In “Masculin/Masculin,” consider the way the torso connects to the legs in Duane Michals’ 1982 photograph “Le Plus Belle Partie du corps d’un homme” (“The Most Beautiful Part of a Man’s Body”), two deep ravines forming the sides of a triangle leading the eye to the unseen vertex of desire. (The sculptor Betsy Podlach recently told me that this is one of her favorite parts of the male body.)
Or consider Man Ray’s 1935 photograph “Bras (Arm),” with its creamy dunes of shoulder and bicep sheltering wisps of underarm hair – an erotic fixation among the gay lovers in my forthcoming novel, “Water Music.” Or the parted, exquisitely molded buttocks of George Raphael Donner’s twisting river god Traun, which adorns the Providentia Fountain on the Neuer Markt in Vienna and was featured in the Leopold Museum show.
There’s a thrill in the male body, with its more delineated musculature, that you don’t find in the more sweeping curves of the female body. I remember remarking on such to a young woman once.

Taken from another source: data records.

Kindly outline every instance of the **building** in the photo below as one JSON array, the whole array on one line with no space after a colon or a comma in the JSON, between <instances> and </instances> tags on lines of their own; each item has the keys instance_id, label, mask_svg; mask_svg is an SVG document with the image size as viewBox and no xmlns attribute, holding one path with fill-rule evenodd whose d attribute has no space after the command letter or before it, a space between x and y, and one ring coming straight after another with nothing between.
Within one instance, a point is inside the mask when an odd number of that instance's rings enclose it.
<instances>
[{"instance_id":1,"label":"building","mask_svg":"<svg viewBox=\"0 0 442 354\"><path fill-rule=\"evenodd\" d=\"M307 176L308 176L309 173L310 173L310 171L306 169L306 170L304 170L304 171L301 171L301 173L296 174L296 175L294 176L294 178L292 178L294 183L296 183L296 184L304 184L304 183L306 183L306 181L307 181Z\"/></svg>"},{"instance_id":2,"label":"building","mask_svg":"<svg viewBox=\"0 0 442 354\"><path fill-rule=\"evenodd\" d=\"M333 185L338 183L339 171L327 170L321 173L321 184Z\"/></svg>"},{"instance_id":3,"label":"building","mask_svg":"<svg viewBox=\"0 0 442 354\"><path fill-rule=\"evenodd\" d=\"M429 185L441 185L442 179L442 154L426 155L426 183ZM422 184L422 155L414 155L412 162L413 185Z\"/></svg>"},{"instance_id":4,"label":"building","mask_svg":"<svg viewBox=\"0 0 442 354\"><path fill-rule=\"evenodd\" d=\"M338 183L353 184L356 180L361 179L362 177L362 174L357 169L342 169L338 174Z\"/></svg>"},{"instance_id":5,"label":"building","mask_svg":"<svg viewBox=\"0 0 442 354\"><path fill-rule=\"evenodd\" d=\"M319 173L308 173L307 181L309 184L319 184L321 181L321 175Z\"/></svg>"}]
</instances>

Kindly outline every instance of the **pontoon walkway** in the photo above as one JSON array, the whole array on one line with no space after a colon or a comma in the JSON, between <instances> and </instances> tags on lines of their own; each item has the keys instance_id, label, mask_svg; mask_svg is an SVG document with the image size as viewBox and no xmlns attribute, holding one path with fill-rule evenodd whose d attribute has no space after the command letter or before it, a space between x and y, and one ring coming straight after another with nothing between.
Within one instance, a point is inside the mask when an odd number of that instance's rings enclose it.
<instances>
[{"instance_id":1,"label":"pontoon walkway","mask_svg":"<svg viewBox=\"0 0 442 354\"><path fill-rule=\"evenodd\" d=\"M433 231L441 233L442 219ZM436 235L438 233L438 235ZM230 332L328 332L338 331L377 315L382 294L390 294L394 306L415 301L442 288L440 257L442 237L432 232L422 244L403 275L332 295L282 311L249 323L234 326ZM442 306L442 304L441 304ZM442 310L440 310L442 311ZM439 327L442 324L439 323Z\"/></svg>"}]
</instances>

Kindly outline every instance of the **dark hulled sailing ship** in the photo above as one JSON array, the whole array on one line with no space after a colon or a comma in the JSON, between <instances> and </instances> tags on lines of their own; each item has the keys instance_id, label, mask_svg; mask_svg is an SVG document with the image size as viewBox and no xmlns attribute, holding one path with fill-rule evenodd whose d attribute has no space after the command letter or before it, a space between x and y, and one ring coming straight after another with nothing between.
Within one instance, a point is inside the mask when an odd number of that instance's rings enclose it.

“Gosh, you’re really extremely heterosexual,” she said, with the same disapproving tone that I imagine Serge Diaghilev using to describe the ballerina-obsessed George Balanchine as “hopelessly heterosexual.”
Or maybe I’m “a gay man trapped in a woman’s body,” as a gay friend once said.
Or perhaps I’m really just a person who prefers the wayward gaze – the viewpoint that’s not often taken.
Alexander Cabanel’s “L’Ange Déchu” (“Fallen Angel”) (1847, oil on linen, Musée Fabre), part of “Masculin/Masculin.”